VOC perusahaan dagang Belanda
yang pernah menguasai dunia selama dua abad, kerap dipelesatkan menjadi ‘Vergaan
Onder Corruptie’ (tenggelam karena korupsi). Istilah tersebut tidak berlebihan
mengingat korupsi, kolusi, manipulasi sangat mendominasi budaya para pengurus
VOC yang akhirnya menamatkan riwayat perusahaan ini.
Perusahaan yang didirikan pada
tahun 1602 ini memiliki hak-hak istimewa, seperti tercantum dalam Piagam
pendirian VOC, meliputi monopoli perdagangan di Timur Jauh dan hak untuk
bertindak layaknya negara atas jajahannya. Hal ini menjadikan VOC berhasil menjadi
perusahaan terkaya di dunia pada 1669. Mereka memiliki 150 kapal dagang, 40
kapal perang, 20.000 pelaut, 10.000 tentara, 50.000 pekerja, dan pembayaran
deviden 40% dari keuntungan perusahaan.
Permasalahan utama kebangkrutan
VOC adalah kebobrokan moral para pengurusnya. Beberapa sumber menyatakan bahwa
pengurus VOC gila uang, kerap memanipulasi catatan keuangan, dankebiasaan buru
main perempuan. Tak hanya itu, para pembesar VOC tersebut juga gila pangkat dan
kehormatan, contohnya tampak pada peraturan yang mengatakan bahwa jika gubernur
lewat, warga keturunan Eropa harus menunduk sedikit, sedangkan bukan Eropa
harus menyembah.
Pada masa itu berkembang pula
gaya hidup pamer kemewahan dikalangan penduduk Eropa dan kaum Mardijker kaya.

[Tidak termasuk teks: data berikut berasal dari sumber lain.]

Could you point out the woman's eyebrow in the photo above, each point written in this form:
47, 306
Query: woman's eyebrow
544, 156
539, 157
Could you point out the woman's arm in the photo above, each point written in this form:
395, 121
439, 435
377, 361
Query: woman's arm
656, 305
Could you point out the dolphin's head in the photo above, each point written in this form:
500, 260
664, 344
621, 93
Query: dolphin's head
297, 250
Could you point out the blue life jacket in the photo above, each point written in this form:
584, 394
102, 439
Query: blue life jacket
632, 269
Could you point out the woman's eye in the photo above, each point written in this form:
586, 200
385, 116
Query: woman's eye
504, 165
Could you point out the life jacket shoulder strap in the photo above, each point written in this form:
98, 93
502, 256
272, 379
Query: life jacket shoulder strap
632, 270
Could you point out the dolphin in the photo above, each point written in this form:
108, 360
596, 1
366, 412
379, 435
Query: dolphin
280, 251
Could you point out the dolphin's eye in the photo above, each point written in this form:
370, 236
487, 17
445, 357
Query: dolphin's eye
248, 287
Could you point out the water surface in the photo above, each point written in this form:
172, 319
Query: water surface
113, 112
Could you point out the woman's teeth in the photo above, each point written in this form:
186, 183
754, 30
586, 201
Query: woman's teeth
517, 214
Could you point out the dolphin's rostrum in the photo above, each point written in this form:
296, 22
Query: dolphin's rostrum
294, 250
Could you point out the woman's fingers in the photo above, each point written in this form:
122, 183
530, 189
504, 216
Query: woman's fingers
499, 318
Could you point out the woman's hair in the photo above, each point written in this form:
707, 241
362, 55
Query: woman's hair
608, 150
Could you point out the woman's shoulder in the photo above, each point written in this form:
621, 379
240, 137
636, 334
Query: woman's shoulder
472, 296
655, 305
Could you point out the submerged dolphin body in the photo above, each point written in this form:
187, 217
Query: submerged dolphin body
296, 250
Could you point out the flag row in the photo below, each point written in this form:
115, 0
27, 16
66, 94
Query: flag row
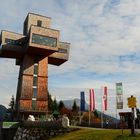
119, 98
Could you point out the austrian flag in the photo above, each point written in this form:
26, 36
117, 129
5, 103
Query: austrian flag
105, 98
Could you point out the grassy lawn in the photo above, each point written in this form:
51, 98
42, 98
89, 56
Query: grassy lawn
91, 134
8, 124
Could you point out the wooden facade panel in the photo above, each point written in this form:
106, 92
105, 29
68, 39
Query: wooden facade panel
43, 67
42, 88
28, 65
42, 106
26, 105
43, 44
26, 87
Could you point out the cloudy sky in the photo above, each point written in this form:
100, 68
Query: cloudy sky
105, 45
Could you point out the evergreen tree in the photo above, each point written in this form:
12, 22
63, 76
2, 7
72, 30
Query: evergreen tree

Mereka biasa memakai payung kebesaran, perhiasan, dan pakaian mewah, kereta
kuda, dan memiliki banyak budak, pelesir dengan kapal mewah di sepanjang aliran
sungai.
Petrus Albertus van der Parra
(1761-1775) seorang yang terkenal dengan gaya hidupnya yang sangat mewah.
Pelantikannya sebagai gubernur jenderal dirayakan secara besar-besaran di semua
kantor dagang VOC seperti di Persia, Jepang, India, dan Srilanka.
Gaya hidup mewah seperti itulah
yang memicu berbagai tindak korupsi di kalangan pimpinan danpengurus VOC.
Seorang gubernur jenderal bernama van Hoorn sempat menumpuk harta senilai 10
juta gulden saat kembali ke Belanda pada 1709. Sedangkan, gaji resminya hanya
700 gulden sebulan. Kekayaan itu didapat dari memotong kas VOC, upeti,
manipulasi setoran hasil bumi, hingga menerima sogokan calon pegawai VOC.
Gubernur jenderal lainpun tidak jauh beda.
Pengurus VOC di Belanda tidak
mengetahui berbagai kebobrokan yang ada. Laporan keuangan selalu dirahasiakan,
dengan alasan membahayakan keamanan negara jika dipublikasikan. Selain itu VOC
tak pernah absen membayar deviden buat para pemegang sahamnya, padahal
sesungguhnya kas VOC keropos.. Mereka selalu gali lubang tutup lubang meminjam
dari bank-bank di Amsterdam. Karena itulah bubarnya VOC pada 1799 kerap dipelesetkan
dengan ‘Vergaan Onder Corruptie’ (tenggelam karena korupsi).